Turistas de diferentes partes del país y extranjeros disfrutan estas vacaciones de Semana Santa en el Salto de Malacatiupán de Atiquizaya, Ahuachapán. Un sitio de campo que resguarda leyendas ancestrales, situado entre rocas de gran tamaño, que divide una cascada y se asemeja al rostro de un mono.

Estas cascadas de aguas termales de color turquesa tienen una altura de 12 metros.
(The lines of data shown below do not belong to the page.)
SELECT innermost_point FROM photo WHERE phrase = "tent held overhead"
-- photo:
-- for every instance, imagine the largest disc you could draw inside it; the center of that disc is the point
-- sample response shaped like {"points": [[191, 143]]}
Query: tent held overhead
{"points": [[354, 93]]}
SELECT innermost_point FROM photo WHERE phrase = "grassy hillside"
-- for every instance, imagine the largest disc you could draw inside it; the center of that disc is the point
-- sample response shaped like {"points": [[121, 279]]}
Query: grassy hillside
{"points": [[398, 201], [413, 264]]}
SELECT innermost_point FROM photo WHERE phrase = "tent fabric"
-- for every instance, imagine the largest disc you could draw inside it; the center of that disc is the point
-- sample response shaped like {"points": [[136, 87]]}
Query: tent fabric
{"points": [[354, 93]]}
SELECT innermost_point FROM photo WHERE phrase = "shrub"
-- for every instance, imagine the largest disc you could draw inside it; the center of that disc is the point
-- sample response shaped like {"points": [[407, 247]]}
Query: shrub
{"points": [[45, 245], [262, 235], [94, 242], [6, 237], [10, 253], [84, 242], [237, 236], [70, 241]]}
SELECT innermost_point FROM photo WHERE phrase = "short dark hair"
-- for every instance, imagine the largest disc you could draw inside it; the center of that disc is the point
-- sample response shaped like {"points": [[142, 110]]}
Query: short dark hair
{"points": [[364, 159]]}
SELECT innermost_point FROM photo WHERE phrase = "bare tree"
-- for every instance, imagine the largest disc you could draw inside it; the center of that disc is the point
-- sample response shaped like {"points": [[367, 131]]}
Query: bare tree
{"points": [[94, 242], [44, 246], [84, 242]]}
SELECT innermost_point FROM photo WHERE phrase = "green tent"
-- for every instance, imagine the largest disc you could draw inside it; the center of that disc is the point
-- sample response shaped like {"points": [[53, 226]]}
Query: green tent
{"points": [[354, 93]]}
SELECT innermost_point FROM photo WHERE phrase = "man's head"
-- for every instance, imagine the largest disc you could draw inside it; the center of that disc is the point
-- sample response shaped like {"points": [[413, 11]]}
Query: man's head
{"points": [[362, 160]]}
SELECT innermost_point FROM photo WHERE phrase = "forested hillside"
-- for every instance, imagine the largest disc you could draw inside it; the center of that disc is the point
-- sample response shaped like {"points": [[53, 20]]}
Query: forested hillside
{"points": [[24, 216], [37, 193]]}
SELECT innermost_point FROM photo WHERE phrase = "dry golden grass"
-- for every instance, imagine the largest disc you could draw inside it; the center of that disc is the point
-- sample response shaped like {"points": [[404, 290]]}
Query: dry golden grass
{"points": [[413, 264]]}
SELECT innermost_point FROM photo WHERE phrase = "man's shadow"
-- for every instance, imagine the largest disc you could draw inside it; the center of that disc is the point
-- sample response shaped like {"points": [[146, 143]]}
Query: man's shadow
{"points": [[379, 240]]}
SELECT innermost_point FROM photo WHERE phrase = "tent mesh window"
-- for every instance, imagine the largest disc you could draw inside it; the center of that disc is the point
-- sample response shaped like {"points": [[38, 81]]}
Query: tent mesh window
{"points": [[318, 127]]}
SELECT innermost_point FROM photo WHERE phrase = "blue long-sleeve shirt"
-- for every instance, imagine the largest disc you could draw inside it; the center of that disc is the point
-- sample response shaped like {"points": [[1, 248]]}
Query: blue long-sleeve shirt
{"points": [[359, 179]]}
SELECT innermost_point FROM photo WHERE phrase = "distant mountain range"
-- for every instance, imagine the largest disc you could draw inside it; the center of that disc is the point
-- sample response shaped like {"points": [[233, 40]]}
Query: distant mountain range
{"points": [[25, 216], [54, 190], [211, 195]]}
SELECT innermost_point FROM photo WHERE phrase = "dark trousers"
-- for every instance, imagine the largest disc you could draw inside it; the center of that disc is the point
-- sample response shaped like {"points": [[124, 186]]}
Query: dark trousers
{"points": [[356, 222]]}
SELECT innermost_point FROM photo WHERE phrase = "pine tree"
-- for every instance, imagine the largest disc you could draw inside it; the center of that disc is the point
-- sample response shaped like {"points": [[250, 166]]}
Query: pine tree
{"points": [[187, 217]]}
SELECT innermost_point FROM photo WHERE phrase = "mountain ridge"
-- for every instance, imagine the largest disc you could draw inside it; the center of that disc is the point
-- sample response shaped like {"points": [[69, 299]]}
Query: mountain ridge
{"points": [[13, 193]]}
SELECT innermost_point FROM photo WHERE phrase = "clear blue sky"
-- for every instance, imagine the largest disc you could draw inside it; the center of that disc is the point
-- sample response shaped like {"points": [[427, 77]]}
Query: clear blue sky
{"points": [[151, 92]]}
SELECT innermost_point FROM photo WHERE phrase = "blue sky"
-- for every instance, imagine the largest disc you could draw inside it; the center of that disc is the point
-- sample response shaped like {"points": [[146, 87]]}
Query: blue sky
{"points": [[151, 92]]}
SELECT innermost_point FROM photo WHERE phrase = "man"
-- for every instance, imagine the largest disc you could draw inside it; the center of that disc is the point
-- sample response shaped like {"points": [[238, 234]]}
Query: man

Algunos turistas optan por vivir una aventura extrema de lanzarse a la poza, que según residentes de la zona tiene más de 12 metros de profundidad.}

«Es bonita la experiencia, uno viene por vivir esta aventura de tirarse a la poza. También porque el agua es relajante. La zona es muy tranquila, hemos visto varios policías y eso también genera confianza, sin duda nuestro país tiene un gran turismo y en estas vacaciones lo estamos disfrutando», dijo Ariel Ochoa, un turista que llegó desde la capital, para disfrutar del recinto de aguas termales.

Durante estas vacaciones, los turistas también han optado por hacer noches de camping en las riberas del río frío, iniciativa que hoy es posible, debido a que en la zona ya no hay presencia de grupos delincuenciales, que anteriormente tenían control total de la zona.

Atiquizaya es un lugar de abundantes aguas, es por eso que popularmente es conocida como la ciudad de manantiales. En la zona también se pueden disfrutar de otros atractivos turísticos como las piscinas de Agüijuyo y la Puerta de Malacatiupán, que son espejos de agua artificiales provenientes de vertientes aledaños.